If you want to "predict further than just the test dataset" you will need some unseen/new data to make more prediction. The test set is only made to evaluate the performance of the learning phase.
Now if you want to predict further than just the next step (this won't allow you to "predict further than just the test dataset" because of the way you change your dataset, see bellow) :
Your model as it's made will only ever predict the next step.

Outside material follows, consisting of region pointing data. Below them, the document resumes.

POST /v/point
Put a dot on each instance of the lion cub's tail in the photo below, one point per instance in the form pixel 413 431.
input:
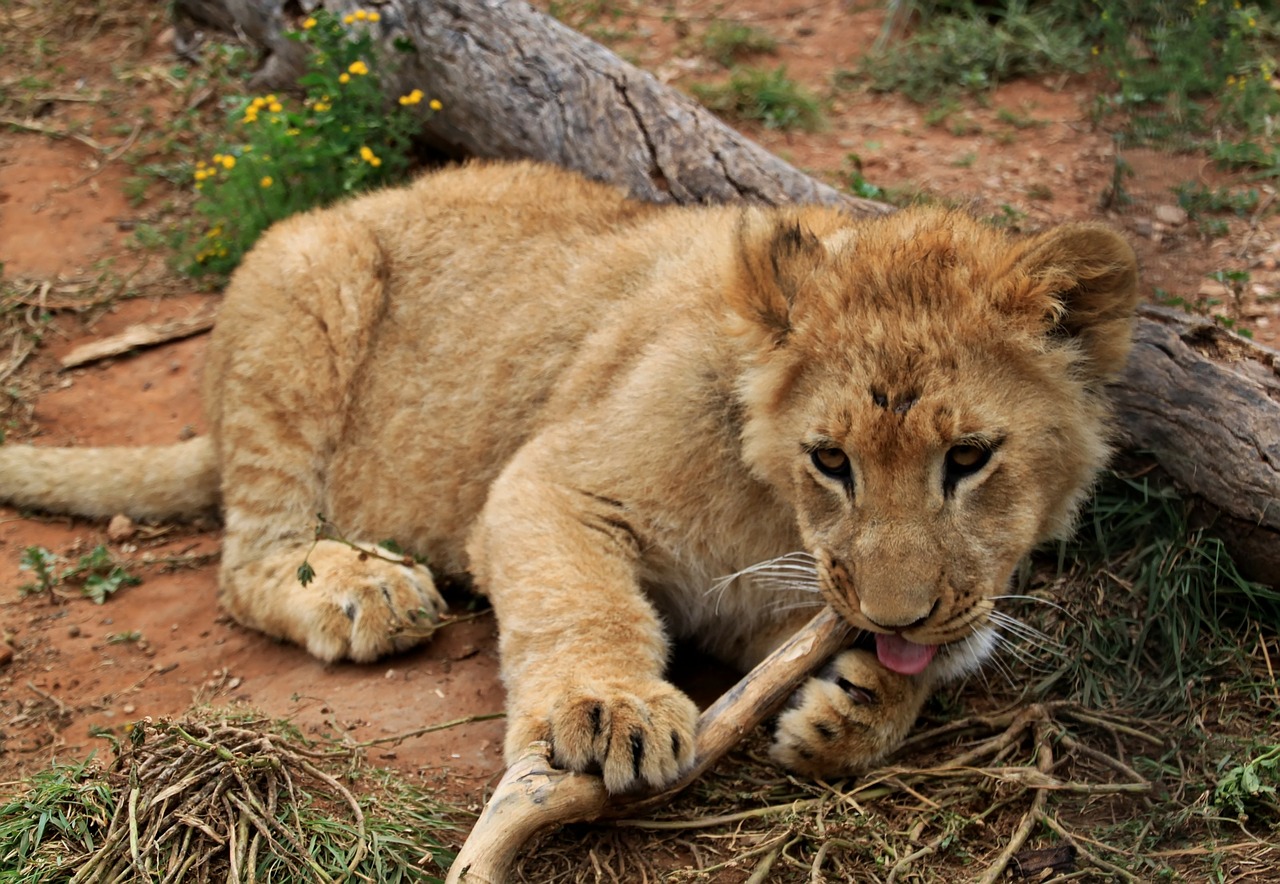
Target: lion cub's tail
pixel 149 482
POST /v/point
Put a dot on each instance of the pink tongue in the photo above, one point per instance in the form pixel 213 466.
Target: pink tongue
pixel 901 655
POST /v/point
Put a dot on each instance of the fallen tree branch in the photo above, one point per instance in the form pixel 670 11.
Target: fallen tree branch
pixel 145 334
pixel 534 796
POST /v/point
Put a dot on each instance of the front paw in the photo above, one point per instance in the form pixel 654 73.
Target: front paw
pixel 362 605
pixel 634 732
pixel 846 719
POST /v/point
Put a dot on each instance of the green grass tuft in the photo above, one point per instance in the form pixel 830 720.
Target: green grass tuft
pixel 972 49
pixel 1165 605
pixel 728 42
pixel 764 96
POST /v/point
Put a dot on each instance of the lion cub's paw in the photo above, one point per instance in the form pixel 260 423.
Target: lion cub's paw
pixel 848 718
pixel 364 605
pixel 632 732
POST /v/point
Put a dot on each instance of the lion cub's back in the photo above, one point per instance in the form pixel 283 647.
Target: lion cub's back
pixel 443 315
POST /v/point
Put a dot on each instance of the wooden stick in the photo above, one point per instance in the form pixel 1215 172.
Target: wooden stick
pixel 146 334
pixel 534 796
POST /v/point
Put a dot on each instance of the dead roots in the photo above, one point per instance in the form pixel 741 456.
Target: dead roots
pixel 201 802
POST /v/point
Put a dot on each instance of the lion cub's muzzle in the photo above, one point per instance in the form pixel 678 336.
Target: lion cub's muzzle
pixel 909 621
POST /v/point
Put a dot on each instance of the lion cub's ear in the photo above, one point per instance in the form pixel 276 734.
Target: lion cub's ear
pixel 776 256
pixel 1089 276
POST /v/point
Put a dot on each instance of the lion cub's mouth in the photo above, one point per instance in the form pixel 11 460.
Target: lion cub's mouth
pixel 903 656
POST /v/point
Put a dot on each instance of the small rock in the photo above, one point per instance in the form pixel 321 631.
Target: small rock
pixel 120 527
pixel 1171 215
pixel 1143 227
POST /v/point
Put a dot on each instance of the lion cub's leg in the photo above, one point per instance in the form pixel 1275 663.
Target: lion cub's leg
pixel 583 650
pixel 849 718
pixel 357 605
pixel 287 369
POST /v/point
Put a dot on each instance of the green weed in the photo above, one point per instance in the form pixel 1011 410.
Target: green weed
pixel 1169 609
pixel 97 575
pixel 1198 198
pixel 728 42
pixel 764 96
pixel 1185 68
pixel 959 47
pixel 1251 786
pixel 288 156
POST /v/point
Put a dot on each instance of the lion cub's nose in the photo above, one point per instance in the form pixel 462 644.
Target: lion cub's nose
pixel 896 621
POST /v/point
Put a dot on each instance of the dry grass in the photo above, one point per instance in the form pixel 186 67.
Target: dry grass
pixel 218 800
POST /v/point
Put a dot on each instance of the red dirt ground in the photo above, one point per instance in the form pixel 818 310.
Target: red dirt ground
pixel 63 214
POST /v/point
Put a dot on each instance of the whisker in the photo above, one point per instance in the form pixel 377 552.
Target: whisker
pixel 792 571
pixel 1013 626
pixel 1056 607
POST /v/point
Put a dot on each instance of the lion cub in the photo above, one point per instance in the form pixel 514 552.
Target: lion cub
pixel 634 424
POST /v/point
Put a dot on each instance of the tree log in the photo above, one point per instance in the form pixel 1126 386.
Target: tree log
pixel 516 83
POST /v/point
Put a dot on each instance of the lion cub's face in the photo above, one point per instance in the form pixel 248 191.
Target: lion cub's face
pixel 928 395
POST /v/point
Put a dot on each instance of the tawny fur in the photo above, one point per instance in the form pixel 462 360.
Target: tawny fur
pixel 599 407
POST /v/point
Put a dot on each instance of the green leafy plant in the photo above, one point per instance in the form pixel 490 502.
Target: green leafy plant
pixel 961 47
pixel 40 562
pixel 728 42
pixel 99 575
pixel 763 96
pixel 1251 786
pixel 1170 603
pixel 288 156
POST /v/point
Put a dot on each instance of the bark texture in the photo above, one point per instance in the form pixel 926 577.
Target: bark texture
pixel 516 83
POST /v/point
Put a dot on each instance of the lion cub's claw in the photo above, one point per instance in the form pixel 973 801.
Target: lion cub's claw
pixel 632 733
pixel 846 719
pixel 365 605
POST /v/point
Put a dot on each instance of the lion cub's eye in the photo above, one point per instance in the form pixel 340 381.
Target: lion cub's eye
pixel 965 461
pixel 832 462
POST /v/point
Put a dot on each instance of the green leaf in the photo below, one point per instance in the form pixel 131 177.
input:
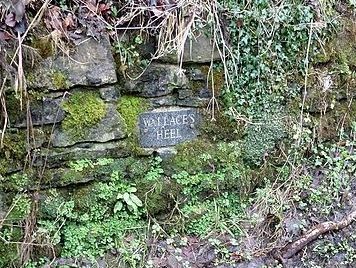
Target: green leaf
pixel 126 197
pixel 136 200
pixel 118 206
pixel 132 190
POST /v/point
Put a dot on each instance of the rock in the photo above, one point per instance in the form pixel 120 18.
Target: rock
pixel 3 211
pixel 166 153
pixel 111 127
pixel 158 80
pixel 193 102
pixel 163 101
pixel 110 93
pixel 199 49
pixel 166 127
pixel 43 112
pixel 55 157
pixel 92 64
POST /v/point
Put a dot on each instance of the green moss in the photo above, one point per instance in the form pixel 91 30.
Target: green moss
pixel 262 137
pixel 158 196
pixel 130 107
pixel 188 156
pixel 85 109
pixel 223 129
pixel 217 76
pixel 44 45
pixel 14 151
pixel 328 126
pixel 8 253
pixel 59 80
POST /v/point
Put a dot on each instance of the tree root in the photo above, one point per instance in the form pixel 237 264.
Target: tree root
pixel 293 248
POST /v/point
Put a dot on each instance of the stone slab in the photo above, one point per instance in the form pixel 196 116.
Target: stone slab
pixel 168 127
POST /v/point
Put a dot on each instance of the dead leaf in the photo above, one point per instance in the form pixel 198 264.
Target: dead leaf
pixel 10 20
pixel 4 36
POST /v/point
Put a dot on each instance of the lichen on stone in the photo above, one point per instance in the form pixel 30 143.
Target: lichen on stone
pixel 85 109
pixel 59 80
pixel 130 107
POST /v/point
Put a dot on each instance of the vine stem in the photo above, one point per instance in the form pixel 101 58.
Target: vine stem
pixel 306 64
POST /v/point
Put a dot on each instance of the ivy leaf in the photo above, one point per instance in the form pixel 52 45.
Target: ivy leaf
pixel 136 200
pixel 126 197
pixel 132 190
pixel 118 206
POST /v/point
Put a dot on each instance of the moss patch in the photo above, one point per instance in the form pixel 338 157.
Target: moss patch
pixel 262 137
pixel 85 109
pixel 59 80
pixel 130 107
pixel 44 45
pixel 216 76
pixel 14 151
pixel 223 129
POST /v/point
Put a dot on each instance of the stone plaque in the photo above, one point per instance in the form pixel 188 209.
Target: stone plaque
pixel 166 127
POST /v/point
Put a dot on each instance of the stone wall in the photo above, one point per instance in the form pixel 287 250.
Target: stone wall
pixel 81 106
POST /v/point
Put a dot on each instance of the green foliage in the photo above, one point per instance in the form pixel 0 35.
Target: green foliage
pixel 89 221
pixel 269 45
pixel 337 168
pixel 213 215
pixel 85 109
pixel 130 107
pixel 128 52
pixel 127 197
pixel 261 137
pixel 59 80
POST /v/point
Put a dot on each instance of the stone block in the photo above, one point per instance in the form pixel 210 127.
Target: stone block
pixel 166 127
pixel 92 64
pixel 110 128
pixel 158 80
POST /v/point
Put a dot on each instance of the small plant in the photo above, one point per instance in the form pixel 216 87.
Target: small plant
pixel 128 199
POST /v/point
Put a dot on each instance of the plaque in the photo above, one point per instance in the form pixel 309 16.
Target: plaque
pixel 167 127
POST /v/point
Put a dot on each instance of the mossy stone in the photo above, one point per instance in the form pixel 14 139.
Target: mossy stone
pixel 59 80
pixel 14 151
pixel 85 109
pixel 130 107
pixel 44 46
pixel 222 128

In your example you feed to the algorithm series of lenght 'seq_len' and give them as output the value right after the end of those series. If you want your algorithm to learn to predict in more than one step into the future you y_train must have value at the corresponding time in the future, example :
x = [0,1,2,3,4,5,6,7,8,9,10,...]
seq_len = 5
step_to_predict = 5
So to predict not one step into the future but five, your series will have to look like this :
x_serie_1 = [0,1,2,3,4]
y_serie_1 = [9]
x_serie_2 = [1,2,3,4,5]
y_serie_2 = [10]
This is a way to get your model to learn how to make predictions further into the future than just the next step.